Rotary piercing is a very fast and dynamic rolling process that cross rolls the preheated billet between two barrel-shaped rolls at a high speed. The cross rolling causes high tensile stresses at the center of the billet. The design of the piercer rolls causes the metal to flow along the roll and over a piercer point as it exits the process. The piercer point is a high-temperature, water-cooled alloy tool designed to allow the metal to flow over it as a pipe shell forms from the rotary process. Once the pierced pipe shell is produced, it is immediately transferred to the floating mandrel mill.

The floating mandrel mill comprises eight rolling stands using 16 rolls and a set of mandrel bars. These mandrel bars are inserted into the pierced pipe shell and then conveyed into the mandrel mill and rolled into an intermediate size pipe shell. The mechanism of rolling the pipe shell through the mandrel mill with the mandrel bar inside acts as a control to create an intermediate standard outside diameter (OD) and a controlled wall thickness, based on the resultant dimension of the mandrel bar set.

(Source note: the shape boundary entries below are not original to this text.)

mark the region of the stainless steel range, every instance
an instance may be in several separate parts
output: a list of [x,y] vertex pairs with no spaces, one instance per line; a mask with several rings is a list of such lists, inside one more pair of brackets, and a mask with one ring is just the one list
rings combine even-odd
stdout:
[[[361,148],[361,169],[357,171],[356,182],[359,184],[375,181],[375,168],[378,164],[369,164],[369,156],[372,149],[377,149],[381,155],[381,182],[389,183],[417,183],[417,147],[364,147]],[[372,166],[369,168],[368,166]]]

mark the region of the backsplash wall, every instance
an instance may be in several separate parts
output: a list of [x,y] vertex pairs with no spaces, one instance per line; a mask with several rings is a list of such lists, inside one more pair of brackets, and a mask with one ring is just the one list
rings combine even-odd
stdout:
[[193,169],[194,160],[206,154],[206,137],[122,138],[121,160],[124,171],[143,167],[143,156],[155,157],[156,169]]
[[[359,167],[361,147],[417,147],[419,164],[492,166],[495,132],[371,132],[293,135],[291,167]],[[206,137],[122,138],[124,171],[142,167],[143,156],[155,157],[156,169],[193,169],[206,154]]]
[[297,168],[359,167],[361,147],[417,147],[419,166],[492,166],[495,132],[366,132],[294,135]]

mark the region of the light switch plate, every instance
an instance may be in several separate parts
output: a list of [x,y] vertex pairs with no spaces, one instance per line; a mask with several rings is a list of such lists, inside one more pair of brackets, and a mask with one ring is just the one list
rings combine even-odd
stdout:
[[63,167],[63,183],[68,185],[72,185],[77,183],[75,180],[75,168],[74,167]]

The mandrel mill shell is then reheated in a reheat furnace so that it can complete the final rolling process and gain its final dimensions and micro-structural qualities. Upon exit from the reheat furnace, the tube receives a high-pressure water descale, removing the iron oxide scale that formed in the reheat furnace. A clean, scale-free surface is critical for good surface quality.

The pipe shell is further reduced to specified dimensions by the stretch mill. The pipes then are conveyed to the cutoff mechanism, where they are cut to the prescribed length. then these pipes are bundled and directed to subsequent finishing and inspection operations before shipment.

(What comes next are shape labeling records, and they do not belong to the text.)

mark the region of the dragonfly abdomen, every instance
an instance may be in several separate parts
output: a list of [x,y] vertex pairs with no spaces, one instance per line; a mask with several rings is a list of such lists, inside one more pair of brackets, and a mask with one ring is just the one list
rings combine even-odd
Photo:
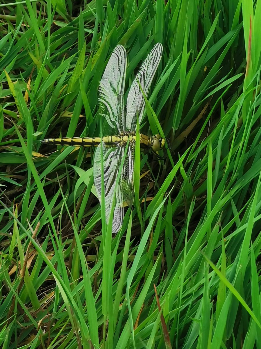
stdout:
[[[61,138],[47,138],[41,141],[48,144],[61,144],[62,146],[72,146],[74,147],[98,147],[101,143],[101,137],[83,138],[78,137],[62,137]],[[124,134],[106,136],[102,137],[102,140],[105,144],[110,146],[115,146],[118,144],[126,145],[128,140],[130,143],[136,141],[135,135]],[[145,135],[140,134],[140,140],[142,146],[150,146],[150,138]]]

Mannesmann Plug Mill Process

Mannesmann Plug Mill Process is somewhat similar to Mandrel Mill Process with major difference in rolling plug mill in place of mandrel mill.

In the rolling plug mill, a pair of conical shaped rolls – one arranged above the other – operates in the opposite direction to the material flow. The thick-walled hollow pipe shell, with a cylindrical mandrel inside it, is guided towards the plug mill rolls. As soon as it is gripped by the tapered portion of the work pass, a small material wave is sheared off the hollow pipe shell. This wave is forged to the desired wall thickness on the mandrel by the smoothing portion of the work pass, with the hollow pipe shell plus mandrel moving backwards in the same direction as the rolls are rotating – i.e. in the opposite direction to the rolling – until they reach the idler pass of the rolls and are released. As the hollow pipe shell is rotated it is once again pushed forward between the rolls, and a new rolling cycle begins.

Extrusion Process

Extrusion is a metal forming process in which a work piece usually a round billet is forced to flow through a die of a smaller cross sectional area, thus forming the work to the new cross section. The length of the extruded part will vary, dependent upon the amount of material in the work piece and the profile extruded. Numerous cross sections are manufactured by this method.

Pipes can be directly extruded with the use of a mandrel attached to the dummy block. A hole is created through the work, parallel to the axis over which the ram applies the force to form the extrusion. The mandrel is fitted within this hole. Once the operation begins, the ram is forced forward. The extruded metal flows between the mandrel and the die surfaces, forming the part. The interior profile of the metal extrusion is formed by the mandrel, while the exterior profile is formed by the extruding die.